Market update – January 2020
Market update – January 2020
Global markets react to Middle Eastern tensions
Global equities ended 2019 at all-time highs. But events of 3 January in the Middle East, where Iranian General Soleimani was killed by a US drone strike, caused a spike in the oil price and rattled equity markets. Defensive assets such as government bonds and gold rallied.
The Iranians have threatened retaliation and markets remain concerned. We are watching closely to see if this is a passing squall – similar to last year's missile strike on the Saudi oil facilities – or something more serious.

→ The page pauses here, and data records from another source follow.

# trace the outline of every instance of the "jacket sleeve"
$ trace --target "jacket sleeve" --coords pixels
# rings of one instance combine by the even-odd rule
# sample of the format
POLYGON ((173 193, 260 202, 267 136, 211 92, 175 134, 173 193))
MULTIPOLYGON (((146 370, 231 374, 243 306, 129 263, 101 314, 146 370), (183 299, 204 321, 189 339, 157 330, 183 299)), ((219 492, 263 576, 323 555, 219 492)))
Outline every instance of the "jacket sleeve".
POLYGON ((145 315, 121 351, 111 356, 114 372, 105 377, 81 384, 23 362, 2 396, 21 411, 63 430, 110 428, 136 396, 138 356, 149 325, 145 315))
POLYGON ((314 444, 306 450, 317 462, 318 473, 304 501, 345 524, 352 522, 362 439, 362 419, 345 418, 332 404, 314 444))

In the wider picture, investors have been encouraged by the prospect of a trade deal between the US and China, with a “phase one” deal now agreed. This is good news for global economic activity and we recently upgraded our growth forecast for 2020 to 2.6%. Despite the more optimistic economic backdrop, global government bonds have also remained in demand, with yields still at very low levels.
Central banks remain supportive
Stock and bond markets continue to benefit from accommodative monetary policy. In the US, the Fed has indicated that it expects to leave interest rates unchanged in 2020, following three rate cuts in 2019. We expect to see the benefit of last year’s monetary policy easing have more visible impact on US growth in 2020.

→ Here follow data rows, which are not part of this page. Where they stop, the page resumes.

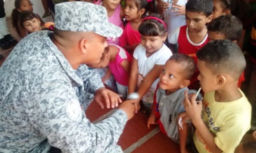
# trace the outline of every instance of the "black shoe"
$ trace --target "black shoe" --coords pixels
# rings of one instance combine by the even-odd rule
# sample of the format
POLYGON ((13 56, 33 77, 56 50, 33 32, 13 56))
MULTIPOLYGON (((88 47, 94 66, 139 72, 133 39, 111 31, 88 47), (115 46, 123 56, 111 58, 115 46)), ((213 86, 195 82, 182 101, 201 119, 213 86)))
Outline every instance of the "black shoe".
POLYGON ((6 49, 10 48, 11 45, 7 41, 5 38, 3 38, 0 39, 0 47, 3 49, 6 49))
POLYGON ((12 45, 16 45, 18 43, 18 41, 14 37, 12 36, 11 34, 8 34, 4 36, 4 38, 7 41, 12 45))
POLYGON ((3 55, 0 55, 0 60, 1 60, 4 58, 4 56, 3 55))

In Europe, the new president of the ECB, Christine Lagarde, used her first press conference to reaffirm the bank’s commitment to keep interest rates at very low levels and maintain the pace of quantitative easing until inflation rises.

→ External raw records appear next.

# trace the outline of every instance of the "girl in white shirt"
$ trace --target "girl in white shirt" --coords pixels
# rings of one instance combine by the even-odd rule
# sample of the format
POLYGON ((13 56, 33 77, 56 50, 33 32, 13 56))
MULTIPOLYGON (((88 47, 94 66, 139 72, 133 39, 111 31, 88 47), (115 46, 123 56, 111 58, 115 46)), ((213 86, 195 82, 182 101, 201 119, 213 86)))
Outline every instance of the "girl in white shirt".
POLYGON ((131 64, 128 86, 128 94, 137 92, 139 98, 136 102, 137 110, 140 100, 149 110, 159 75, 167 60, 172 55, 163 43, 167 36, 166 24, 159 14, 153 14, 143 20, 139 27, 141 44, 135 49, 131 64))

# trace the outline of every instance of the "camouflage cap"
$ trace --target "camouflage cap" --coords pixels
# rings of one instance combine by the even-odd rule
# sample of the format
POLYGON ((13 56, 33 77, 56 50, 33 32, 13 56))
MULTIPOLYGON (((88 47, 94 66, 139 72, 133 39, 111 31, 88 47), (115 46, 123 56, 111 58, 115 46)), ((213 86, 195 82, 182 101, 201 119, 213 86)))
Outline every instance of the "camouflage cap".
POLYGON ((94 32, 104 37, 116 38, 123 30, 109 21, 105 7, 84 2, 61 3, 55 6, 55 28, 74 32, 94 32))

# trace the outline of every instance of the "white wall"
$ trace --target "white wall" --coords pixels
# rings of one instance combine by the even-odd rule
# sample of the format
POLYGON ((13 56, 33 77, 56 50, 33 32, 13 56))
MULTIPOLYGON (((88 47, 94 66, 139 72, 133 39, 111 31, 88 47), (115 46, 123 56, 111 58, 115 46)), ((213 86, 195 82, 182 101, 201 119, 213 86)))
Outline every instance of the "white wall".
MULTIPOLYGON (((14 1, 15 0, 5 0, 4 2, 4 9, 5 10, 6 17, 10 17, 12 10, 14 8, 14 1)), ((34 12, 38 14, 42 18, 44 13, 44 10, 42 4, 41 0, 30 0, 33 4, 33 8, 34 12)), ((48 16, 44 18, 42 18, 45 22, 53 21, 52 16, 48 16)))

Brexit still a source of uncertainty in UK
The UK election last month resulted in a clear victory for the Conservative party. This provides markets with clarity about the near-term path of Brexit: the UK will be leaving the EU at the end of January.
UK equities, particularly those with domestic exposure, have rallied in anticipation of improved UK activity. However, there remains significant uncertainty about the UK’s future trading relationship with the EU and the rest of the world. The government has said it plans to legally prevent the extension of a trade transition period beyond 2020, raising the risk of disruption later in the year. In response, the pound quickly surrendered its post-election gains.
Remaining invested but with caution
We enter the new year with a neutral allocation to equities. Easing global trade tensions provide a tailwind for global growth in 2020. However, stock markets may already be “pricing in” the improved outlook. Over the course of 2019, share prices rose sharply but earnings expectations drifted lower. As a result, shares have become more expensive, leading us to become more cautious.
We remain underweight bonds, though some areas of the market – such as emerging markets – look more appealing. We continue to favour alternatives assets, including gold, which offer attractive diversification benefits.